Kaum hatte Kuhn seinen Drink bestellt, als die erste Darbietung angesagt wurde. Aisha war Senegalesin und sah Grace Jones zum Verwechseln ähnlich, zumindest wie die sehnige Gegenspielerin von James Bond damals im Film ausgesehen hatte, dessen Titel ihm inzwischen entfallen war. Aisha tanzte zu einem afrikanischen Lied, dessen Geschichte von sprechenden Trommeln und einem Balafon erzählt wurde. Das hätte die Hausband niemals hingekriegt und deshalb lief die Musik ab Band. Kuhn verstand die Sprache der Trommeln leider nicht und konzentrierte sich auf den Tanz. Die Frau hatte den Rhythmus im Blut! Eine derart temperamentvolle Tänzerin hatte er noch nie gesehen.
Aishas Auftritt wurde durch die Ankunft einer Gruppe bereits leicht angetrunkener junger Männer gestört, die reichlich Zeit brauchten, um an den für sie reservierten Clubtischen Platz zu nehmen. Sie unterhielten sich lautstark und schenkten der Darbietung wenig Beachtung. Erst als die Tänzerin, begleitet von einem Trommelwirbel, begann mit dem ganzen Körper zu vibrieren, verstummten sie, und als Aisha danach erstarrte und wie eine schwarze Skulptur regungslos stehen bleib, schenkten sie ihr frenetischen Applaus.
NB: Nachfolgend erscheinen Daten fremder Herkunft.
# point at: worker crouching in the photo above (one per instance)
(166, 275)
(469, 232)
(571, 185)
Kuhn sah sich die jungen Leute genauer an. Es waren anscheinend Yuppies, die versuchten, den Stress des vergangenen Jahres loszuwerden. Die übrigen Gäste im Club waren zumeist noch älter als er – und Ende des kommenden Jahres wurde er pensioniert! Doch daran wollte er im Moment nicht denken, sonst würde er zu viel trinken. Er nippte vorsichtig an seinem Caipirinha. Das war ein weiterer Vorteil, wenn man an der Bar sass. Man konnte den Barmann direkt bitten, eine doppelte Menge Cachaça in den Drink zu mixen, und musste nicht erst der Serviererin erklären, dass dies der Rohrzuckerschnaps sei, den der Barkeeper bitte reichlich hineingeben solle.